Bien qu’un grand nombre de personnes l’ignorent, il existe sur les marchés financiers un véritable univers de placements qui présentent trois caractéristiques attrayantes :

ils sont sûrs ;

souvent très performants ;

et peuvent être achetés sans frais.

De façon générale, on peut diviser les titres à revenu fixe – comme les obligations, les débentures et les billets – en deux catégories : le marché monétaire et le marché obligataire.

Le marché monétaire comprend tous les titres ayant un terme inférieur à un an. Par exemple : les bons du Trésor du gouvernement fédéral (en dollars canadiens ou américains), les acceptations bancaires et les papiers commerciaux.

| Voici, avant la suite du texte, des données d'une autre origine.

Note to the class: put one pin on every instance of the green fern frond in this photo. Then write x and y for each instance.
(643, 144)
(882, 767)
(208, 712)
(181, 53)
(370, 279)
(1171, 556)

Le marché obligataire comprend quant à lui les titres qui ont une échéance supérieure à un an. Cela inclut les obligations fédérales et provinciales, les obligations d’entreprises, les titres hypothécaires, les coupons détachés et les obligations résiduelles.

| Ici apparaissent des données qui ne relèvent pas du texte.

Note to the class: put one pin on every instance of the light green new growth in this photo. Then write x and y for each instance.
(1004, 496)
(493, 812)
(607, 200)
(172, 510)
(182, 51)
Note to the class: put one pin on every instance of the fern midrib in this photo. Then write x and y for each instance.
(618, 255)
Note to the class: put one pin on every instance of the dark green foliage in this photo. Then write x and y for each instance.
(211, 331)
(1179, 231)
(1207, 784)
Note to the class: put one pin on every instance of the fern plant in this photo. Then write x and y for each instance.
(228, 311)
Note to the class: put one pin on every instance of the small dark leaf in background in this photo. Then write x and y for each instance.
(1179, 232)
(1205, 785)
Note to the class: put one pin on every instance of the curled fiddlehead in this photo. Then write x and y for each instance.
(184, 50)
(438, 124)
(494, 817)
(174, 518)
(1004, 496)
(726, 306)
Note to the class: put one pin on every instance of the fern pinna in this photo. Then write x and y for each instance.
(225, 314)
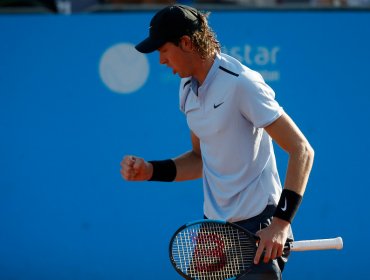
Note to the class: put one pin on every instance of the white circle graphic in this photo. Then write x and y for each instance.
(123, 69)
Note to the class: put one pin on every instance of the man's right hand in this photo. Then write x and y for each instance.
(136, 169)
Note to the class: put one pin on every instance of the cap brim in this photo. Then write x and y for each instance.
(149, 45)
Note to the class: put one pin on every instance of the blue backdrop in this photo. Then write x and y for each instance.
(75, 98)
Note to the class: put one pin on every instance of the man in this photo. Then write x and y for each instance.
(233, 117)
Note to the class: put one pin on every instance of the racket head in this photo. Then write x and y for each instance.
(212, 249)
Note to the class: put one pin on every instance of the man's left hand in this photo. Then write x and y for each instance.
(272, 240)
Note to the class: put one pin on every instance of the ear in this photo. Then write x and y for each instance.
(185, 43)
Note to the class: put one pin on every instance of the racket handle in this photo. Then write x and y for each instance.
(318, 244)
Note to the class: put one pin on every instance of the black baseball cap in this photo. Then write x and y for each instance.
(169, 25)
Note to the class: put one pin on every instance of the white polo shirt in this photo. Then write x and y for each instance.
(228, 113)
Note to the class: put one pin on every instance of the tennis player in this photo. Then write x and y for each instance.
(233, 117)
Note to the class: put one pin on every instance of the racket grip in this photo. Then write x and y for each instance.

CE QUE LE CLIENT DOIT CONSIDERER EN ACHETANT DES TITRES A REVENU FIXE :

1. Ses objectifs d’investissement généraux
Veut-il investir à court ou à long terme ? Il devrait choisir les échéances de ses titres selon ses besoins. Désire-t-il obtenir un revenu régulier (intérêt payé bi-annuellement ou mensuellement) ? Vérifiez toujours le cote de crédit du titre et les revenus en intérêt générés.

2. Les échéances
Le client peut échelonner les échéances des titres détenus dans son portefeuille de façon à pallier aux fluctuations possibles des taux d’intérêt. Il peut tout aussi bien choisir des obligations gouvernementales avec des échéances de six mois à trente ans, dont les intérêts sont payés deux fois l’an, qu’opter pour des titres hypothécaires ayant des échéances de un à cinq ans, et dont les intérêts sont versés à chaque mois.

3. Les coupons détachés et obligations résiduelles
S’il les a achetés à l’extérieur d’un RER ou d’un FRR, le client doit déclarer les intérêts générés par ces titres chaque année à Revenu Canada. Le taux de rendement d’un coupon (la différence entre son prix d’achat et sa valeur à l’échéance) est généralement exprimé sous forme de rendement composé à l’échéance.